Washington and his top lieutenants formulated a plan based on secrecy, security, organization and intelligence. He was to spearhead the central threat, crossing the Delaware in Durham boats and river ferries, with 2,400 men some nine miles north of Trenton. Further downstream, directly opposite Trenton, a force of 700 troopers would land as a diversion. A third group, smaller in number, would attack at Mount Holly, a feint attack designed to tie up troops and prevent Trenton being reinforced.

The weather conditions of Dec. 25 were grim but helped to camouflage Washington’s attack. During the afternoon a “nor’eastern” descended on the valley; the river current rose to high water because of the rain, and unexpected huge blocks of ice were floating in the cold water of the 800-foot-wide Delaware River.

The Colonial Army was delivered in a blizzard of snow, across the river in Durham boats that resembled giant canoes except that they were flat-bottomed. They were designed in the 1750s to carry hefty payloads of timber, ore, pig iron and other commodities down river to Philadelphia.

Hour after hour, despite worsening weather, the ocean mariners of Marblehead muscled a steady parade of Durhams and a couple of ferry boats back and forth across the river. With 40 men to a boat and 18 artillery pieces and horses on the ferries, the crossing was completed by 3 a.m., three hours behind schedule.

The exhausting nine-mile march in the inky darkness began. Washington divided his main force into two columns, one to attack from the river, the other from the northeast in an effort to surround the town. The two other American forces that were to assault to support the main thrust never made it across the Delaware because of the storm.

Sneak attack

The American troops arrived about 8 a.m. ready, like a surge of electric current, to apply a pincher-movement or double-envelopment. It would be an urban fight in the streets. The town was barely guarded. The German garrison was snug in their sugar plum dreams; it was inconceivable that the ragged and God-fearing Americans would mount an attack on Christmas and during a terrible winter storm.

Moving quickly in the muffled snow, the Americans set up artillery in the streets and this highly mobile and flexible firepower awoke the enemy from slumber dreams. Amid the choking smoke and deafening noise, the Hessians fired from windows and tumbled downstairs to take up defensive positions in the streets. They were mowed down by dry muskets and artillery shots.

Within an hour, the battle was over with only five American casualties and six wounded compared with 22 Hessian dead, 98 wounded, six captured cannons, 1,200 muskets surrendered, 1,000 prisoners with their hands in the air in an apple orchard, and the loss of their commander Colonial Rall.

Trenton was like a sudden thunderbolt from the sky. No single event of the American Revolution more thoroughly shocked the world than this bushwhacking by Washington.

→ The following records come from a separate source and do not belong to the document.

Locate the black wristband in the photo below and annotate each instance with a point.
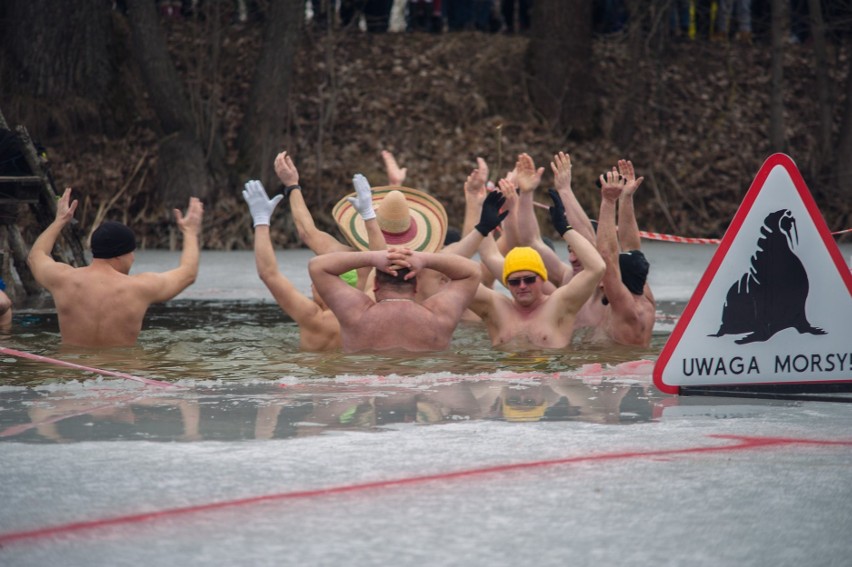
(290, 188)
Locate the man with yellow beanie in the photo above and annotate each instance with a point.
(531, 319)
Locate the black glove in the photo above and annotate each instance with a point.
(491, 215)
(557, 213)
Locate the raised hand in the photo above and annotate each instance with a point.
(509, 191)
(286, 170)
(612, 184)
(363, 201)
(527, 177)
(561, 167)
(260, 205)
(396, 259)
(625, 169)
(192, 220)
(491, 216)
(557, 213)
(65, 207)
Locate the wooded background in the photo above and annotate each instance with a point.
(138, 111)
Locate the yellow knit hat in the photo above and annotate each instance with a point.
(523, 258)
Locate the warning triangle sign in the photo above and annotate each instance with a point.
(775, 303)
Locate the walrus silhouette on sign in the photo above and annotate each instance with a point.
(771, 295)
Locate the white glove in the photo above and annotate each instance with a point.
(363, 203)
(260, 205)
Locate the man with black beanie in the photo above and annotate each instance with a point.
(102, 305)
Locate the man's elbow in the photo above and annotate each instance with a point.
(598, 267)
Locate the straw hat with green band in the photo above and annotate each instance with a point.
(408, 218)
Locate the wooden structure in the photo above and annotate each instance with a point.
(34, 188)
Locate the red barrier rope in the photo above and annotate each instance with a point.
(39, 358)
(682, 239)
(740, 443)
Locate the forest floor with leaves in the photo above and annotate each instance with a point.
(695, 123)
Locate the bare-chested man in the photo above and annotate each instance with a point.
(395, 320)
(531, 319)
(318, 326)
(622, 310)
(5, 308)
(101, 305)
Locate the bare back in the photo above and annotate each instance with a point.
(399, 325)
(630, 322)
(98, 307)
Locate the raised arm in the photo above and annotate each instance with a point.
(571, 296)
(347, 302)
(612, 187)
(628, 228)
(5, 310)
(489, 219)
(396, 174)
(561, 167)
(47, 271)
(363, 203)
(527, 178)
(169, 284)
(296, 305)
(318, 241)
(464, 276)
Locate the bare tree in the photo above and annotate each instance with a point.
(181, 168)
(55, 51)
(561, 81)
(824, 98)
(263, 129)
(777, 139)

In a chain of events, French aid poured into help the American cause, Saratoga fell to American troops, patriotism hit a zenith in the colonies, and England realized she might lose a part of the empire, the Declaration of Independence had a new life.

Ironically and most symbolically, Washington would again order the assembly of “all vessels to ferry the American and French troops across the Delaware” on the move to Yorktown and the final decisive victory against Gen. Charles Cornwallis in 1781.

On the last day of Washington’s life, Dec. 14, 1799, it was a snowy day at Mount Vernon, much like the Christmas at Trenton 23 years prior.

The first President might well have thought that the seven inches of cascading snow on the tidewater landscape, the calm silence of winter, the beauty of it all, reminded him of that all-important December afternoon in 1776 when he was about to cross over another river. That’s your history!